Hopefully, you kept copies of all of the documents you signed! I believe that
you are entitled to copies upon request in the US, but your mileage may very
by state/local laws.

If you are planning to start a business around your IP, I would strongly
encourage you to contact a lawyer for a consult, if not out right retaining a
lawyer's services. Going over the fundamentals as well as clearing any
potential regulatory hurdles before you start making a profit will save you a
lot of headache later. small mistakes in the area of law have a way of
becoming exceptionally burdensome for small businesses, often at the worst
possible times.

Also, a good accountant is worth their weight in gold for a fledgling
business! Don't let capital gains taxes and general business account
requirements surprise you. The government is far less forgiving than the
market.

Nine out of ten businesses fail in the US. If only one of those nine fail due
to accidentally running afoul of laws or tax mistakes, then you've doubled
your chances of success by being prepared.

------
timemachine
I'm not a lawyer; this is not legal advise.

This is one of those questions that have 100 different answers. The first
place to look for the answer is in the employment agreement the employee
signed (if there is one). Also review the employee handbook for any notes.
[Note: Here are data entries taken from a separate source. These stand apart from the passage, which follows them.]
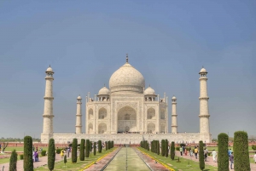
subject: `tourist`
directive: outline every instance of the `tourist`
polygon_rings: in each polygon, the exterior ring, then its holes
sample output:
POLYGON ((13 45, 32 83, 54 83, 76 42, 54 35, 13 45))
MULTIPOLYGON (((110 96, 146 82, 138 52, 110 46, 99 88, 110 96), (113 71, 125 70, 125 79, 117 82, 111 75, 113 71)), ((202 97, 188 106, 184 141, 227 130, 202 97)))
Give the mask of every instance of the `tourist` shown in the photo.
POLYGON ((217 152, 216 152, 215 150, 212 151, 212 155, 213 162, 216 162, 216 156, 217 156, 217 152))
POLYGON ((64 157, 64 151, 63 150, 61 150, 61 158, 64 157))
POLYGON ((179 148, 179 151, 180 151, 180 156, 183 156, 183 149, 182 146, 179 148))
POLYGON ((189 152, 190 152, 190 157, 193 157, 193 150, 191 148, 189 148, 189 152))
POLYGON ((233 163, 234 163, 234 155, 233 152, 231 152, 230 156, 230 169, 233 169, 233 163))
POLYGON ((207 161, 207 157, 208 157, 208 150, 205 148, 204 150, 204 155, 205 155, 205 161, 207 161))
POLYGON ((195 147, 195 159, 197 159, 197 153, 198 153, 198 150, 196 147, 195 147))

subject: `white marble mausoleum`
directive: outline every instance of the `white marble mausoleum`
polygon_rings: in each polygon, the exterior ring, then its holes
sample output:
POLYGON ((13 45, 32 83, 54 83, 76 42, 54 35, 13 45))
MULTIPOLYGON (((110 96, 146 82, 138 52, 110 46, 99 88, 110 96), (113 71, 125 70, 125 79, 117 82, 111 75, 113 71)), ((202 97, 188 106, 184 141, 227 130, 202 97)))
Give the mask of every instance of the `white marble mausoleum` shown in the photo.
POLYGON ((90 140, 113 140, 116 144, 139 144, 143 140, 162 139, 176 143, 211 142, 209 128, 207 71, 200 71, 200 133, 178 134, 177 98, 172 98, 172 119, 168 118, 168 97, 160 97, 150 86, 145 88, 143 76, 128 62, 113 73, 109 88, 104 86, 97 95, 85 97, 85 130, 82 131, 82 98, 77 98, 75 134, 55 134, 53 131, 54 71, 46 70, 44 126, 41 141, 67 144, 73 138, 90 140), (168 124, 172 121, 169 133, 168 124), (84 133, 84 134, 83 134, 84 133))

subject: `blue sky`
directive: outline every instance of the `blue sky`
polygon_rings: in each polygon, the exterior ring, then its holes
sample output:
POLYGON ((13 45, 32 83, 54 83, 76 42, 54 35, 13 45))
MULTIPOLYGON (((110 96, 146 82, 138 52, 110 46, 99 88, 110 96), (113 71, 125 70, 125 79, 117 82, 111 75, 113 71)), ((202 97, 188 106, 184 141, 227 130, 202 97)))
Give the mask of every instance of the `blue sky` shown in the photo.
POLYGON ((84 132, 85 95, 108 87, 126 53, 147 86, 177 98, 178 132, 199 132, 204 66, 212 138, 255 136, 255 1, 1 1, 0 136, 40 137, 49 64, 54 132, 75 131, 79 94, 84 132))

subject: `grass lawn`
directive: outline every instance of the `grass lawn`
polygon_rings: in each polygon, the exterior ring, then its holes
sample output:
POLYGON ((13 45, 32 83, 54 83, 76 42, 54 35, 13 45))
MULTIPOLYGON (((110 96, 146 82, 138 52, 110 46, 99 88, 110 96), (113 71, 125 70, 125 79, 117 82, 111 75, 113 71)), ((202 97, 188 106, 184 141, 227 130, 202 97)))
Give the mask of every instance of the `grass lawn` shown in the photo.
MULTIPOLYGON (((38 146, 38 151, 40 150, 41 146, 38 146)), ((48 147, 42 147, 43 150, 48 151, 48 147)), ((16 147, 16 146, 8 146, 6 147, 4 151, 13 151, 13 150, 16 150, 16 151, 24 151, 24 147, 16 147)))
MULTIPOLYGON (((179 169, 184 171, 184 170, 194 170, 194 171, 201 171, 199 168, 199 162, 184 159, 184 158, 179 158, 180 162, 177 162, 177 157, 175 157, 175 159, 172 161, 170 158, 170 156, 166 158, 166 157, 162 157, 161 155, 157 155, 155 153, 151 152, 150 151, 147 151, 143 148, 138 147, 140 150, 143 151, 144 152, 149 154, 150 156, 155 157, 159 161, 166 163, 166 165, 169 165, 173 169, 178 171, 179 169)), ((206 168, 204 169, 205 171, 215 171, 218 170, 216 167, 209 166, 206 164, 206 168)))
MULTIPOLYGON (((96 159, 98 159, 99 157, 101 157, 102 156, 110 153, 112 152, 113 150, 115 150, 116 147, 112 148, 108 151, 102 151, 102 153, 96 153, 96 156, 93 156, 93 154, 91 154, 91 156, 90 156, 89 158, 85 158, 84 161, 80 161, 79 157, 78 157, 78 162, 76 163, 72 163, 71 162, 71 158, 67 160, 67 163, 66 163, 66 167, 64 164, 63 160, 56 162, 55 164, 55 169, 54 171, 57 171, 57 170, 72 170, 72 171, 76 171, 76 170, 79 170, 83 168, 84 168, 86 165, 90 164, 92 162, 95 162, 96 159)), ((48 166, 44 166, 44 167, 40 167, 38 168, 35 168, 34 171, 49 171, 48 169, 48 166)))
Next look at how the IP was developed. Did the employee use any hardware,
software, or anything else owned by company while developing IP? This includes
any existing IP owned by the company that the employee may have built on.
Write software on the boss's computer or on the boss's time then it belongs to
the boss.

Next, did employee discuss IP with any coworkers on company time? This is
usually not a big deal in the real world but something avoid if at all
possible.

If you have those bases covered then contact an IP lawyer and get get a
provisional patent. The lawyer will also review anything that is important for
your jurisdiction.

Good luck.

------
CyberFonic
In Australia, if you are a salaried professional employee then YES. The
rationale being that you are employed for your specialist knowledge. Unless
the IP is in an area that is not even remotely related to your job description
and any of the employer's areas of business, then you might be able to defend
yourself.

The general advice is to either get an agreement from the employer that they
make no claims upon your IP and that you develop that IP using your own
equipment in your own time. In most cases, it is easier to leave and then
start working on your new idea. Even then, in some cases non-compete
agreements you signed upon starting or even possible upon leaving might
prevent you for entering the market for a specified period of time.

------
gaastonsr
[https://www.joelonsoftware.com/2016/12/09/developers-side-
pr...](https://www.joelonsoftware.com/2016/12/09/developers-side-projects/)

------
uvince
Rule when I was at Yahoo! "not on company time, not on company equipment" but
you also may want to check that inventions agreement you signed when you
started employment. Those tend to be pretty all-encompassing.

------
detaro
Impossible to answer without knowing where in the world you are and what your
contract/other agreements look like.

------
dozzie
In my country: no.